Neptune and Cleito attempt to regain their strength however Neptune, upon learning his children are dead, snaps and gathers every reserve of water, every drop that he could command and begins to drown the world. Gaia the Earth Goddess, upset from all the turmoil awakens and causes huge earthquakes to break Atlantis’s Golden CIty away from the mainland separating it from the rest of the Empire. Neptune drowns much of the Earth and the entire nation of Lemuria, his fury is uncontainable and his tidal wave sweeps towards Atlantis.
Cleito seeing last of her children’s descendants in danger, (many of them demi-gods/goddesses due to them having one human parent) uses a huge quantity of her reserve magic to give them aid and protect them from the destruction; Cleito sinks the now isolated Island of Atlantis beneath the waves. Only those with the capabilities to breath beneath the water survived, they would go on to evolve and become better adapted to their new underwater home. Thus they are now only known as Atlanteans, the last people splinter over time and make their homes all over the oceans.
Set engaged Cleito and Neptune in battle for the last time. All the death of the descendants of Neptune fuels the blood magic that gives Set even more strength and he begins to overpower Neptune and Cleito. Seeing that Set was not satisfied with all the death and that he still wished to carve out Cleito’s heart and gain control of the Nexus Fragment, convinces Cleito to use the last remaining power within her and she banished Set and his highest ranking followers, Suma-Ket & Artys-Gran into the Ether. The underwater portal to their prison was sealed with a door that could only be opened by one who has the Royal Blood of Neptune. Cleito, exhausted beyond all measure, succumbs to a deep healing sleep, and her father Evenor takes her below the seas to her sunken temple, its whereabouts now lost to time, to be protected forever more. Neptune recedes beneath the waves to rejuvenate and neither are seen for centuries before they are awakened by their youngest descendant, Namor the First of Atlantis.

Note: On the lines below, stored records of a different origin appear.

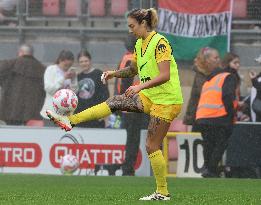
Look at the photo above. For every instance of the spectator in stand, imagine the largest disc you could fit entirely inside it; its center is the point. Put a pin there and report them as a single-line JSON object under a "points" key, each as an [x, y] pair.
{"points": [[91, 90], [200, 68], [131, 121], [21, 80], [7, 9], [216, 112], [231, 64], [56, 77], [256, 93]]}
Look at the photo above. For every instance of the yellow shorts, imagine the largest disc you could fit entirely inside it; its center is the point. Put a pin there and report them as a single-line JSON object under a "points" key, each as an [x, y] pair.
{"points": [[166, 112]]}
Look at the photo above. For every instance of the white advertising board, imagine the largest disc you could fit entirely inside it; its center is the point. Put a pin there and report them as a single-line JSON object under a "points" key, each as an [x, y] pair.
{"points": [[190, 155], [39, 150]]}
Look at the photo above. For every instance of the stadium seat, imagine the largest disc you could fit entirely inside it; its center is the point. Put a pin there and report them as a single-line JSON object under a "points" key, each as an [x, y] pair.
{"points": [[72, 8], [239, 9], [178, 126], [96, 7], [51, 7], [119, 7], [35, 123], [173, 149]]}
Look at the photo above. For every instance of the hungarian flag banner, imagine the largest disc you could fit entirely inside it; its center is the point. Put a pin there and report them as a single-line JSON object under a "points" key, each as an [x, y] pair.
{"points": [[192, 24]]}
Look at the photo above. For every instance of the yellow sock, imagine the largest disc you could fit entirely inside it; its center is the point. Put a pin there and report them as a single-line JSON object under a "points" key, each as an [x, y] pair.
{"points": [[158, 165], [93, 113]]}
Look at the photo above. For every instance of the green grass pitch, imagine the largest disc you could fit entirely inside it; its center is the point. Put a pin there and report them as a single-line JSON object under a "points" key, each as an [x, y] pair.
{"points": [[19, 189]]}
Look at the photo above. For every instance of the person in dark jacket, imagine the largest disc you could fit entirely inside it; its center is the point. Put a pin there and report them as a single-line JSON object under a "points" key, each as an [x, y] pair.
{"points": [[91, 90], [216, 113], [231, 64], [21, 80], [200, 77]]}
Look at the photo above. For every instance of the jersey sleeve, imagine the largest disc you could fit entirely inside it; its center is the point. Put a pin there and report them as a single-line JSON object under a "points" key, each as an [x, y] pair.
{"points": [[163, 51]]}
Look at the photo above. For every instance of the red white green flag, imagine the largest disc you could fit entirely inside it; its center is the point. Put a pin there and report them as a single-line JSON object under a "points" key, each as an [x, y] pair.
{"points": [[192, 24]]}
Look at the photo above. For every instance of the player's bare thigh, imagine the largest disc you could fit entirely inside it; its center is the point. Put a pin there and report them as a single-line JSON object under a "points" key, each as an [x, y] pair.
{"points": [[124, 103]]}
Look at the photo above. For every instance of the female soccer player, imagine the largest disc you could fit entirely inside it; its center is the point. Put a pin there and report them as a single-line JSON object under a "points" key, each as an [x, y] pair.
{"points": [[158, 94]]}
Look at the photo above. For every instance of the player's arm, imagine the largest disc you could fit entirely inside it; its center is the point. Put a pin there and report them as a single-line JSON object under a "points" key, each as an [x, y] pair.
{"points": [[127, 72], [163, 59]]}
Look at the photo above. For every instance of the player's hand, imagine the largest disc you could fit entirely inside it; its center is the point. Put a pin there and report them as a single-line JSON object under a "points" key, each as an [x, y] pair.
{"points": [[132, 90], [106, 76]]}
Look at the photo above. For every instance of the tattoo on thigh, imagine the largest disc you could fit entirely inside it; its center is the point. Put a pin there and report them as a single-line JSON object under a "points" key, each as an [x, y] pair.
{"points": [[123, 103]]}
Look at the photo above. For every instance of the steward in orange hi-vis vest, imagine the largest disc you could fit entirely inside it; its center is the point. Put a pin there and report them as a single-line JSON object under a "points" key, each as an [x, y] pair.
{"points": [[211, 103]]}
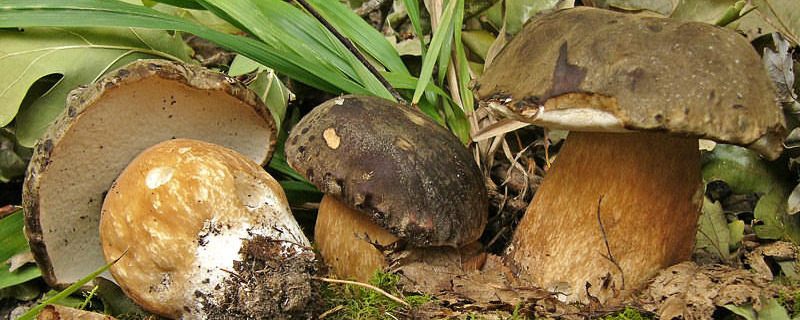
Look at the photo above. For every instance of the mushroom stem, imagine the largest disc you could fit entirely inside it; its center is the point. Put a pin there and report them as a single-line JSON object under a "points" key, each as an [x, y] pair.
{"points": [[341, 233], [651, 194]]}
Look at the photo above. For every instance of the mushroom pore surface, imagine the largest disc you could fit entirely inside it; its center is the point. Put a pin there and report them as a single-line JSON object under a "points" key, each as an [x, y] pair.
{"points": [[103, 127]]}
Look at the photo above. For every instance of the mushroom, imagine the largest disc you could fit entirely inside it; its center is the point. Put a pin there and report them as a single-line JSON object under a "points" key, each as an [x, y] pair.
{"points": [[622, 198], [203, 232], [388, 172], [100, 131]]}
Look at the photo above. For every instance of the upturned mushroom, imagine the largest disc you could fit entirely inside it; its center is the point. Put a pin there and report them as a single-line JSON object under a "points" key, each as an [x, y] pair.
{"points": [[388, 172], [622, 198], [100, 131], [203, 232]]}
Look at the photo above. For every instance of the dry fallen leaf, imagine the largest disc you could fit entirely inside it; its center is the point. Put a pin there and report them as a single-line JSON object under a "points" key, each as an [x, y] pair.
{"points": [[688, 291]]}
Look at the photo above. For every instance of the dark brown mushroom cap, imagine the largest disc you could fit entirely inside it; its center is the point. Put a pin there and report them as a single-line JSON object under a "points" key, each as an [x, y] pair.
{"points": [[647, 73], [408, 173]]}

Those Lemurians who followed Set and were left behind used dark magic to transform themselves into water breathers in order to search for a way to bring their master back to them, they spend several thousands of years combing the ocean floor for the location of the Blood Gate, and Cleito, so they may gain the Nexus Fragment and find a means to bring Set back to Earth. Since the great Cataclysm the Atlanteans and Lemurians have been at war. While Lemuria languished in dreams of the past, Atlantis looked towards the future and the preservation of their people.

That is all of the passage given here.